The Polyglot Lunch is held each Tuesday from 11:30 a.m. to 1 p.m. in Lakeside Dining Hall, free for faculty, students and staff interested in improving language skills.
Fill your plate, grab a seat and take a trip around the world.
Your journey will include stops in France and Spanish-speaking regions, with detours into Italy, China, Germany and possibly the Middle East. No passports or baggage are required, just an appetite for friendly conversation in a foreign tongue and a thirst for knowledge.
Welcome to the Polyglot Lunch. Held each Tuesday from 11:30 a.m. to 1 p.m. in Lakeside Dining Hall, it’s a place for students of foreign languages to strengthen conversational fluency in a welcoming, low-pressure setting.
The experience — absorbing conversations in and about four different languages simultaneously — is intellectually exhilarating.
“My experience at the table has been phenomenal,” said Nicholas Rugbart ’25, whose enthusiasm for Chinese language and culture began in middle school. “Just to sit and hear other people speaking in different languages, to be in the middle of all that knowledge going around, it gives me motivation to continue learning.”
The polyglot table has been on Elon’s menu for close to eight years. Casual conversation and fluid interaction among students and faculty of various languages are its key ingredients. Lunch is free for faculty, staff and students, they just need to tell the cashier they’re attending the Polyglot Lunch.
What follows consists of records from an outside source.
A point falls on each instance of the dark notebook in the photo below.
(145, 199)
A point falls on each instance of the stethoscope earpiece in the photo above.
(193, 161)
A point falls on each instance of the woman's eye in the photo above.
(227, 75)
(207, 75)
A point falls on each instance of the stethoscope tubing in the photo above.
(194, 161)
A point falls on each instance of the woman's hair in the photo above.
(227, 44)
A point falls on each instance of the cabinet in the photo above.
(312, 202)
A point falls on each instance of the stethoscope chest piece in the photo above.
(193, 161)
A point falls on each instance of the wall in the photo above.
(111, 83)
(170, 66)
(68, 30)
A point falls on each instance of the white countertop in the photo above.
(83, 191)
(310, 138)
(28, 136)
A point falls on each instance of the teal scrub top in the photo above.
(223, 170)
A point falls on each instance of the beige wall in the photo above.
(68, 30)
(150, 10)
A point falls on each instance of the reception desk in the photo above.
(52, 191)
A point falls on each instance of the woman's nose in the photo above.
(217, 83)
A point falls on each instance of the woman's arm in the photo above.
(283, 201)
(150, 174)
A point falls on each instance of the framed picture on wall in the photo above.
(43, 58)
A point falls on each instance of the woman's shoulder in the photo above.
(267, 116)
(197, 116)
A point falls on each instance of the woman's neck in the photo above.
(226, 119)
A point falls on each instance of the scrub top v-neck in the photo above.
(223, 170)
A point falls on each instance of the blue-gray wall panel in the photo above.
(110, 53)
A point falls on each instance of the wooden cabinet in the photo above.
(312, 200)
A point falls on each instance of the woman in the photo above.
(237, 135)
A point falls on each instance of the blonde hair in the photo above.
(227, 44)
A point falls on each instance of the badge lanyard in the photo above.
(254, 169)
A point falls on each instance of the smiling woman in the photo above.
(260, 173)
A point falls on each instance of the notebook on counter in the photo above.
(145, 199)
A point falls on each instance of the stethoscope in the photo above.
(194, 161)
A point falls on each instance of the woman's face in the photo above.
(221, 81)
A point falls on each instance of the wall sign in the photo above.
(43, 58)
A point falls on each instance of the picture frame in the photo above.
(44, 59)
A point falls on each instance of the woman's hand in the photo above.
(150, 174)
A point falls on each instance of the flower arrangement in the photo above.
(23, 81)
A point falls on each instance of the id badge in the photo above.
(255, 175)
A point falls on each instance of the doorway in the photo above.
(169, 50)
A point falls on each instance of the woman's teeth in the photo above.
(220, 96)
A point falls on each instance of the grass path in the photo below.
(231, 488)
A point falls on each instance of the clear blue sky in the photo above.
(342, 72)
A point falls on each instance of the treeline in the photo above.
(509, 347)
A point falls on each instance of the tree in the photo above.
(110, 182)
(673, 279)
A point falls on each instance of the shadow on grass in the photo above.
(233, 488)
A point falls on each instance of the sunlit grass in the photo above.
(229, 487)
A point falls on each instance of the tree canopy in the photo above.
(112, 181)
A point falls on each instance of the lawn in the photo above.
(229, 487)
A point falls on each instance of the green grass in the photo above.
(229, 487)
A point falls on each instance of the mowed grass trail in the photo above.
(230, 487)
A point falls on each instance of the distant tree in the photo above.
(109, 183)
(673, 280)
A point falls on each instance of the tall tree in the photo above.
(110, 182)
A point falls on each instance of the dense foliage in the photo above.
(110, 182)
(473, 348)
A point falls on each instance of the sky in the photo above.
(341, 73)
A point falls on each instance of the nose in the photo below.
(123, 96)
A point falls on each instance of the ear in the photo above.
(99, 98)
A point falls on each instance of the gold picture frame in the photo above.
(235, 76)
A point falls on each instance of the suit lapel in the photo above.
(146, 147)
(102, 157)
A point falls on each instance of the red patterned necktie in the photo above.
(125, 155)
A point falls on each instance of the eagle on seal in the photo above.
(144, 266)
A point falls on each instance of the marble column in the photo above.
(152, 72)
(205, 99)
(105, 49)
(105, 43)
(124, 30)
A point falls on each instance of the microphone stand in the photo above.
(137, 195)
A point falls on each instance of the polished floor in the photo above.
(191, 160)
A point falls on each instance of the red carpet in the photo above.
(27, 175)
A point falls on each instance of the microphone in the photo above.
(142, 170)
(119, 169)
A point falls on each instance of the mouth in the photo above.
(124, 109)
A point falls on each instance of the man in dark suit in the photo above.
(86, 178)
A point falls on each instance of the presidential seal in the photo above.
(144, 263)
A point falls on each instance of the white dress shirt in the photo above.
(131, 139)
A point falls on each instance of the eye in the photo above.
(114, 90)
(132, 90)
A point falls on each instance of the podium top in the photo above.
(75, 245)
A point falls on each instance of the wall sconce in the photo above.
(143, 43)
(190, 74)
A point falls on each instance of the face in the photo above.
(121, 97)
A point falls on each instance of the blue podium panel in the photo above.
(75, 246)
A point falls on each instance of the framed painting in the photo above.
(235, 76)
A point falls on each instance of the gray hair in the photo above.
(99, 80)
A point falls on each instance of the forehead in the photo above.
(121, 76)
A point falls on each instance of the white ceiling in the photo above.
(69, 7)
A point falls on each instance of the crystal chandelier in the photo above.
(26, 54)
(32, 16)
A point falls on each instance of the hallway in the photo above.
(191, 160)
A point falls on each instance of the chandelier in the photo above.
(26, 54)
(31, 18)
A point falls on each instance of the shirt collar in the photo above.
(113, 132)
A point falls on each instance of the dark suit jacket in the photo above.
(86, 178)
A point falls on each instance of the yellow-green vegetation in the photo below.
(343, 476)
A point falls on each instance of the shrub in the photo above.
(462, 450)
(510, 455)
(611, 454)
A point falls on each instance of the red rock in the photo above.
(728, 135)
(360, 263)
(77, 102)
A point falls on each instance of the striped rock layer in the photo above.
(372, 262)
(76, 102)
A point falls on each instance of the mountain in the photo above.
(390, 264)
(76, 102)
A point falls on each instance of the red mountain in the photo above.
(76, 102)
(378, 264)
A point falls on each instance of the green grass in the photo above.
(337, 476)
This fall, a handful of faculty regularly joined the lunches: Lecturer in Spanish Ricardo Mendoza, Professor of Spanish Nina Namaste, Associate Professor of French Olivia Choplin, Associate Professor of Italian Samuele Pardini, Associate Professor of Italian Brandon Essary, Lecturer in Chinese Binnan Gao and Adjunct Assistant Professor of Chinese Francis Falzarano. They eagerly conversed with students on topics from Halloween costumes and weekend activities to international economics and fair trade. Every so often, the table slipped into English as speakers of different languages discussed the etymology behind words and phrases or compared customs with one another.
“It’s been one of the most effective ways to learn practical Italian and learn the language in a much more memorable way,” said cinema major Henry Zinn ’24. “Conversational vocabulary is different than a lesson you get in a classroom. And at the table, there’s no pressure because you’re not being graded and it’s not a class.”
The casual, drop-in atmosphere accommodates newcomers among the regulars in each language. People will sit down for 15 minutes between classes, catch up with friends, then rush off to their next class. Their empty seat is soon filled.
Most students who attend aren’t world language and culture majors. It’s more likely that they enjoy or are curious about their chosen language and are preparing for experiences abroad, said Mendoza, one of the lunch’s organizers.
If it’s your first time at the table, there’s a good chance you’re not the only first-timer there. Expect to be welcomed but not pressured into speaking.
Dejour Banks ’24 enjoyed his third semester at the table this fall. Now a skilled Spanish speaker, he spent his first months listening.
“I would listen for 30 or 40 minutes, and that helped me learn the flow of the language, how they pronounced certain words, and understand how to structure sentences,” Banks said. “Then there came a point where I knew I had to step outside of my comfort zone and put the language together. It’s a safe place to make mistakes without anyone judging you or laughing at you.”
Rugbart echoed that.
“I was timid at first, too. Now I’m just so glad I joined,” Rugbart said. “I would encourage people to take the risk and join the lunch, especially if they really want to learn a language. You’re going to progress rapidly, it’s an embracing community, and everyone shares the same goal to improve their fluency.”